In this brief interview, editors Bridget and Marti McKenna answer a few questions about their e-zine, Æon.
Tell us a bit about yourself. Background, education, etc.

Marti: Having come through the U.S. public education system, I can safely say I have very little formal education. I was lucky to get a writing job at smallish computer game company (Sierra Online) back in the ’80s and that led to a 20-year career writing for the entertainment software industry. Meanwhile, I wrote sf/f, published a little, and raised my daughter, Jessie. In 2000, Mom and I launched Scorpius Digital Publishing, in an attempt to be a part of the e-book revolution. Unfortunately, the revolution was postponed, but we published 80+ titles while we waited.
Bridget: I’m similarly light in the formal education department, but like Marti I began writing and editing for computer games in the late ’80s—maybe ten years after I started selling fiction.
As Marti said, our first publishing venture was a casualty of the times. But if we’d known there wasn’t going to be an e-book revolution at the time, we’d never have started publishing, and we’d have missed learning a lot of valuable stuff.
What gave you the idea to start Æon?
Marti: It’s all Mom’s fault. She said, “I’ve got an idea….” I’ve always been a sucker for that line, and she knows it. We sketched out a plan one afternoon on a Seattle bus, and by the time we arrived at point B, we were magazine editors. I think part of the thought was that while books in electronic formats weren’t getting a lot of attention, short fiction in those formats was beginning to win awards. Maybe this was an area where we could make an impact.
Bridget: It was my fault; I started making notes about whether it was even possible to publish an e-zine with any possibility of success, and told Marti I’d convince her of it before the bus got us home. It didn’t take nearly that long. This was spring of 2004, and SCI FICTION was still in operation, and there’d been e-zine stories on the Nebula final ballot for two years running. Of course neither of us is Ellen Datlow, and we didn’t have The Sci-Fi Channel’s pockets, but we’re always game for a hare-brained scheme, and with five months to put together the website and the first issue in time for World Fantasy, this was about as hare-brained as they come.
What is it like putting out a typical issue, or is there a typical issue?
Marti: We do it all via web and email. We have a blind submission process, which means that only the first reader knows the author’s name in most cases. Our Editorial Assistant, Stacey Janssen, logs stories into a web system and assigns them to one of us to read.
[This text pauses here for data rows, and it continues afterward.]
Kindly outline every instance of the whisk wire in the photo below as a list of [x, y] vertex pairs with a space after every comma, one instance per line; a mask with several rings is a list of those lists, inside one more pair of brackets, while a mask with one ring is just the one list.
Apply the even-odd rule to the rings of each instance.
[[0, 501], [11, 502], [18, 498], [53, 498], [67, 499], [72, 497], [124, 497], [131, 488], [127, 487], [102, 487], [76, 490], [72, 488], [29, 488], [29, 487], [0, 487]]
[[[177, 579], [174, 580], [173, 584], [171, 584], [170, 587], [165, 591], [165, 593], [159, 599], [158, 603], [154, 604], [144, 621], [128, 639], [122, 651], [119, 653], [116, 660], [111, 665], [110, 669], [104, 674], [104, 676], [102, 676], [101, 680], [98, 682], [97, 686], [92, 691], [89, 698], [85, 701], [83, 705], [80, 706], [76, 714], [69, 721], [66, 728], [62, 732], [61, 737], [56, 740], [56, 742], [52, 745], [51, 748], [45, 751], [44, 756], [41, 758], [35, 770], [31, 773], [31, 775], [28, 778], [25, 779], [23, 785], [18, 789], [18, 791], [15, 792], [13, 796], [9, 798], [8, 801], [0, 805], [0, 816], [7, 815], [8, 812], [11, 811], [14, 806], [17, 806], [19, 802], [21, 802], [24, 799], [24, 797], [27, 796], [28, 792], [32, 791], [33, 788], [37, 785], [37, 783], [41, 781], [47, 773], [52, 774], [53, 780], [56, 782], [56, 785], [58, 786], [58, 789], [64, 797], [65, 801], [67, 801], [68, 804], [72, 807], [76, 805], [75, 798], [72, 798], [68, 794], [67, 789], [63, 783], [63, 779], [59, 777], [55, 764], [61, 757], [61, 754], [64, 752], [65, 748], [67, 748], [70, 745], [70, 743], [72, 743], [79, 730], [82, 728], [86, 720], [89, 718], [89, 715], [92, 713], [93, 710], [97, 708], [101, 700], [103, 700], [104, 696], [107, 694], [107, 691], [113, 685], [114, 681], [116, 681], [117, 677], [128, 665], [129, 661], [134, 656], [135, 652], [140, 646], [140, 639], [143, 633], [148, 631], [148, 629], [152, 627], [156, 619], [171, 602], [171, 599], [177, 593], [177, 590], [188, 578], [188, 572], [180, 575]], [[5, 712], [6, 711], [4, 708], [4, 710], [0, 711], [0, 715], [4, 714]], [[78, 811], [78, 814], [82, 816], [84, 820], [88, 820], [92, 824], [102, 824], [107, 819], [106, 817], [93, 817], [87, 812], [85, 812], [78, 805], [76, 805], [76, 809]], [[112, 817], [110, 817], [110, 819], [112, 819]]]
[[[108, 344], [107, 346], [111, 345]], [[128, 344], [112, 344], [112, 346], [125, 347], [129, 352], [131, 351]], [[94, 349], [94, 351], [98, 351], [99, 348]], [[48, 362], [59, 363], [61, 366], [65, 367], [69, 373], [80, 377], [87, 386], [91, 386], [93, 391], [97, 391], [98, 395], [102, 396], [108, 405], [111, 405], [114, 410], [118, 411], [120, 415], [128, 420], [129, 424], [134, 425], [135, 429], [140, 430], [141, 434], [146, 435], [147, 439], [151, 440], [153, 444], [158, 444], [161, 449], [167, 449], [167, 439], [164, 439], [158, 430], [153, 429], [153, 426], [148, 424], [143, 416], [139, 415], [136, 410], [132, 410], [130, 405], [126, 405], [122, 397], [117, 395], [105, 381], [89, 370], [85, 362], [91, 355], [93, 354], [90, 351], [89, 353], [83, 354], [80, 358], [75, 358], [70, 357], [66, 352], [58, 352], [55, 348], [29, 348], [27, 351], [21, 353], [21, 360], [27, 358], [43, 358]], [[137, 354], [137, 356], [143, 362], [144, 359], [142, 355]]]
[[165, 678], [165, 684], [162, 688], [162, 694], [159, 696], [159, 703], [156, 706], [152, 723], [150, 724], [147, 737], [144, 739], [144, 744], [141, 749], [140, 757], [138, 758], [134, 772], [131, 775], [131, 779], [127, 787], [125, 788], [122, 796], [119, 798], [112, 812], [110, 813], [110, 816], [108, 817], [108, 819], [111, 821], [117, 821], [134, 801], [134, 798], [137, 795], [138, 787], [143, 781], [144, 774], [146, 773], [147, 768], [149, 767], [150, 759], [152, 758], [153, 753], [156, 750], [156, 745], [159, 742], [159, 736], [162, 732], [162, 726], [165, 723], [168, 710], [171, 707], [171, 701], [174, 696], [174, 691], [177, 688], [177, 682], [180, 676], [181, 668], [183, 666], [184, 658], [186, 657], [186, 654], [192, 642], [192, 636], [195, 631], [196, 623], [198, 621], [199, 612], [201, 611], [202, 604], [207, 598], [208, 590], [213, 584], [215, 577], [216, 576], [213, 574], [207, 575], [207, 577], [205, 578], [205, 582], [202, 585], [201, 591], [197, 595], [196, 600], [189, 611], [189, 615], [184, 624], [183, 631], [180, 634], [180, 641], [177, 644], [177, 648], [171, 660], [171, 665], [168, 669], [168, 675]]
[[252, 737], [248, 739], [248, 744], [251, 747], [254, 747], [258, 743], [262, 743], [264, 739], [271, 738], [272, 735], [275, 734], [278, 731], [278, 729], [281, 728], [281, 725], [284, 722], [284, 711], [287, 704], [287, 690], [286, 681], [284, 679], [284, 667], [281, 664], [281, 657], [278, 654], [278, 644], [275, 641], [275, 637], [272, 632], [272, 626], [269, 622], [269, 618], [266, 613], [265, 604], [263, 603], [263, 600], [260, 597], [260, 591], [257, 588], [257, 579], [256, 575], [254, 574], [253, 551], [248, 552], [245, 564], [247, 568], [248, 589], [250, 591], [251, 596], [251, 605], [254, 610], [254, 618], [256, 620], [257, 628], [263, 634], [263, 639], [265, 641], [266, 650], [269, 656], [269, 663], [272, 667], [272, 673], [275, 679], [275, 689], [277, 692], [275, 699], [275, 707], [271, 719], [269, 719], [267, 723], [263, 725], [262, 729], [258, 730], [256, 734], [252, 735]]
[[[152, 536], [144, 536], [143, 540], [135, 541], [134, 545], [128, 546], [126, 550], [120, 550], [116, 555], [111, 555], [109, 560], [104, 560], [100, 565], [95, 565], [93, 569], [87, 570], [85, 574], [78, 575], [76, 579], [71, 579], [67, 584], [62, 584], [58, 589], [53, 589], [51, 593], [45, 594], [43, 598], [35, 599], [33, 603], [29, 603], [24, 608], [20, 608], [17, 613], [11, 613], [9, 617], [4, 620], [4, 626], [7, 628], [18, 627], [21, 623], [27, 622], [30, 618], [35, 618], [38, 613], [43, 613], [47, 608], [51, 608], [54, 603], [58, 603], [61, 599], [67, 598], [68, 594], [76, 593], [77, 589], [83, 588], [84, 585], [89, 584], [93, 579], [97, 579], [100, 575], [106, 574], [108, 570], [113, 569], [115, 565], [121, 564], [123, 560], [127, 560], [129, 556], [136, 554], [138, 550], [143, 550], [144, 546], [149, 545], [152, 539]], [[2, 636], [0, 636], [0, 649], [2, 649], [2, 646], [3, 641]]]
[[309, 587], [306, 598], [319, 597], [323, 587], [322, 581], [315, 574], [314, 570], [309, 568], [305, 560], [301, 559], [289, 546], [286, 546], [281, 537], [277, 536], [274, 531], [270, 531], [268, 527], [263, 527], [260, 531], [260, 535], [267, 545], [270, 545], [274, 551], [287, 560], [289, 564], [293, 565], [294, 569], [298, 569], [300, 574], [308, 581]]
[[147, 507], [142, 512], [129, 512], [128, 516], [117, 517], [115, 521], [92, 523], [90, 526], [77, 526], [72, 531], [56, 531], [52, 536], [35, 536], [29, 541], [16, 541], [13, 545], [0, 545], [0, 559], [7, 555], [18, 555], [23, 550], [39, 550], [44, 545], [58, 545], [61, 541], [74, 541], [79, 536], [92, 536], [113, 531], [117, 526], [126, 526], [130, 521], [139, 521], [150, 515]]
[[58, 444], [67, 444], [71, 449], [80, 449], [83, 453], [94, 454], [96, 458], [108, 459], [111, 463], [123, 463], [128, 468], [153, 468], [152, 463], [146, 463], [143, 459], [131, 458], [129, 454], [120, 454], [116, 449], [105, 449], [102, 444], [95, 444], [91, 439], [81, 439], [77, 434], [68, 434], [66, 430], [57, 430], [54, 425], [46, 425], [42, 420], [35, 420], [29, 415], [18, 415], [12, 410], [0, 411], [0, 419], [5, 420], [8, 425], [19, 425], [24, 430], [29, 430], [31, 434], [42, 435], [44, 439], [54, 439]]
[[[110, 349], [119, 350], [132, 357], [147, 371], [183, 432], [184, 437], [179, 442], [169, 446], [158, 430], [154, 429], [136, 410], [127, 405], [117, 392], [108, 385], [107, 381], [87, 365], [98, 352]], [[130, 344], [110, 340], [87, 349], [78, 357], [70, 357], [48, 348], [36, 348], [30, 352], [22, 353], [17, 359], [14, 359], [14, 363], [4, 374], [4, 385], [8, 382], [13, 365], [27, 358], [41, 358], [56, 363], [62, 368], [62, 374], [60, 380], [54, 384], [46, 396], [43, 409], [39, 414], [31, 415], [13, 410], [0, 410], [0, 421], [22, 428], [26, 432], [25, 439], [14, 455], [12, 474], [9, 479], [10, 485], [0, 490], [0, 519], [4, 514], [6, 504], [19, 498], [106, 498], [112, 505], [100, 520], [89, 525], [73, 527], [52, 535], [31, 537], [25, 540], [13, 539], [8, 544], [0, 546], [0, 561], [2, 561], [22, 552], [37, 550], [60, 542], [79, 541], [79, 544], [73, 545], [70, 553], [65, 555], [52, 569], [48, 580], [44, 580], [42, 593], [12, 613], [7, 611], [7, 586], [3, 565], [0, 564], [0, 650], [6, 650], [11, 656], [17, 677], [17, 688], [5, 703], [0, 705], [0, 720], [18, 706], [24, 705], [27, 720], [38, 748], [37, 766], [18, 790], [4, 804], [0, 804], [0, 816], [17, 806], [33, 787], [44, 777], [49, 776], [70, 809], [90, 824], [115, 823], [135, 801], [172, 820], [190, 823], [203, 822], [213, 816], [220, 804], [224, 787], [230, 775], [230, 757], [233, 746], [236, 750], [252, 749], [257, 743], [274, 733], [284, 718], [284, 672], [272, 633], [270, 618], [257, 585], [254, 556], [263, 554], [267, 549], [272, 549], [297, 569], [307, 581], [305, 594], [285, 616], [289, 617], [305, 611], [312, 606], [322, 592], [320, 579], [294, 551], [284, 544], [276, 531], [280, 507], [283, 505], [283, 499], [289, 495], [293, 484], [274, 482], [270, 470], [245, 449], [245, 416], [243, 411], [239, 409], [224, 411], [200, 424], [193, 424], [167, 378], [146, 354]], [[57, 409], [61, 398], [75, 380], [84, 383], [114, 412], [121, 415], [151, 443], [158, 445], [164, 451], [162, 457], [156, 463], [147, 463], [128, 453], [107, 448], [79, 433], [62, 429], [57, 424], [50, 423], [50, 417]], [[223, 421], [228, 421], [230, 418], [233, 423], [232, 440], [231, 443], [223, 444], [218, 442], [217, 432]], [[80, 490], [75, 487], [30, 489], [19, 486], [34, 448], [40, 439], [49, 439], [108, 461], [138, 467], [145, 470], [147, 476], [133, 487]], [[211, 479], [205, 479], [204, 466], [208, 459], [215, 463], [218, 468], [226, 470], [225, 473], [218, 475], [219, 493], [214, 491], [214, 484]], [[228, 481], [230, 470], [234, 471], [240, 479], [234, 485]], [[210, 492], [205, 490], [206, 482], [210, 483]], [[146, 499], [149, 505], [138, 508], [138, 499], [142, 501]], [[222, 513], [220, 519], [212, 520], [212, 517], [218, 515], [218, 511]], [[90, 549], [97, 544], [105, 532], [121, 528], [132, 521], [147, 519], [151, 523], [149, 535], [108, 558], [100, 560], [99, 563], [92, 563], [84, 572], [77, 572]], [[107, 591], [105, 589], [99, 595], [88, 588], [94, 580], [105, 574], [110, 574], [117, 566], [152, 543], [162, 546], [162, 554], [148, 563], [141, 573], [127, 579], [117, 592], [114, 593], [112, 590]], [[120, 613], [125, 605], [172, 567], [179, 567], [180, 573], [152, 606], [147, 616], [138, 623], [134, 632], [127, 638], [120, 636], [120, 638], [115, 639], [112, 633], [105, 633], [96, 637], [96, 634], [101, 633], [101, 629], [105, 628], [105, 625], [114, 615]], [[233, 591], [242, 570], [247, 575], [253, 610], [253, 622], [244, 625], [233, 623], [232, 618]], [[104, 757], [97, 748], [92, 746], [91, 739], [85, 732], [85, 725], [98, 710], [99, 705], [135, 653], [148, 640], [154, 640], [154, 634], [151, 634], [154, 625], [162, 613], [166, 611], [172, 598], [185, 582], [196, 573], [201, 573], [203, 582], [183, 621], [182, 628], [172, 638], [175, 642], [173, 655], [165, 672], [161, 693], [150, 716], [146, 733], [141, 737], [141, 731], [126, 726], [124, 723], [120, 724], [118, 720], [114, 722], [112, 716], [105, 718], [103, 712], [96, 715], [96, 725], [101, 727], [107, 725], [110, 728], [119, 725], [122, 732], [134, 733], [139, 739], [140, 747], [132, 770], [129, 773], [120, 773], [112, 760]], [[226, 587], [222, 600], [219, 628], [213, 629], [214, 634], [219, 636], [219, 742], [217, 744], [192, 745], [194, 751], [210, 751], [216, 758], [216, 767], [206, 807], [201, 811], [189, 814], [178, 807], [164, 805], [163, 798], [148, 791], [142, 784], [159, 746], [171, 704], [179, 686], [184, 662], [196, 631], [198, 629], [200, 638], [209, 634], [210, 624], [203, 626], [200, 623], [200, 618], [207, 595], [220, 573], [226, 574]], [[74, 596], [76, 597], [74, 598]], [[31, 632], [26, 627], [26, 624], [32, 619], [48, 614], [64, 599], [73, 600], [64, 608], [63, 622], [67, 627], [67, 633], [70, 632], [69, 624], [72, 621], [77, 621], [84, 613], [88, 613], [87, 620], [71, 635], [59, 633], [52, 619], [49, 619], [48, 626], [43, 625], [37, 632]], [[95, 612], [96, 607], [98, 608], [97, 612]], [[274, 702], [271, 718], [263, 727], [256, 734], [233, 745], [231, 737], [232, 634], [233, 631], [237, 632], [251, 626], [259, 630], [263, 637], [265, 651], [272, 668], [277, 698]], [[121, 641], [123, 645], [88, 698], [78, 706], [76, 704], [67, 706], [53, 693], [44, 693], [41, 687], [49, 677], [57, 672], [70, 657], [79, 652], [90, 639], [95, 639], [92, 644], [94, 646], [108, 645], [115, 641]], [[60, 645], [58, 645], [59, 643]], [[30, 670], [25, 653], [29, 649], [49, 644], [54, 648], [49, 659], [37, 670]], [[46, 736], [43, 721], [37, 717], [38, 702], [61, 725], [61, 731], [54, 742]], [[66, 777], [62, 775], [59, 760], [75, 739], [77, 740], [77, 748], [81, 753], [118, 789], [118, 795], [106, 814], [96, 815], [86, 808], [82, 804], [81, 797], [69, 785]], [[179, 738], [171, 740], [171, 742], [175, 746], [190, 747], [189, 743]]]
The system strips out the author’s name so recognition or lack thereof won’t distract us from the story. Once we’ve purchased a story, it waits around for me to give it an editing pass, which usually requires one or two rounds with the author. Then it’s on to Mom for typesetting.
Bridget: The routine is typical, and only varies when Marti finds a better way to do something; she’s in charge of better ways—I’m in charge of plowing along with the old way until she does. It’s the content of the issues that keeps us doing this, and the authors are in charge of that. Our authors are nothing short of wonderful. We’re pretty proud of the fact that many of the people who’ve sold us stories have sold us two or three or four. Æon Fourteen, the issue we just put out, has five returning authors; that’s a record for us, and we’re delighted by it.
When choosing stories, what are you looking for?
Marti: We asked ourselves that first day on the bus, “What are we looking for, and how can we describe it?” We came up with this: We want to publish speculative fiction stories that kick our (collective) ass. We don’t have any hard-and-fast rules (i.e., no dog stories), we just want a story to work for us on all those levels that make you say “Ah!” when you read it.
Bridget: What she said.
Is there something you’re not seeing that you’d like to?
Marti: There are a lot of great sf/f authors out there who haven’t yet submitted stories to us, so we’d love to hear from them. Oh, and money. We don’t see nearly enough of that. Buy Æon!
Bridget: Poems. We’re short on kick-ass speculative poetry at the moment. Besides that and lots more money, it’s hard to say. We get a wide variety of fantasy and SF and what some people like to call “slipstream,” though I’ve never quite figured out what that means to me, and I don’t really care. If it kicks our ass, we’re very likely to buy it.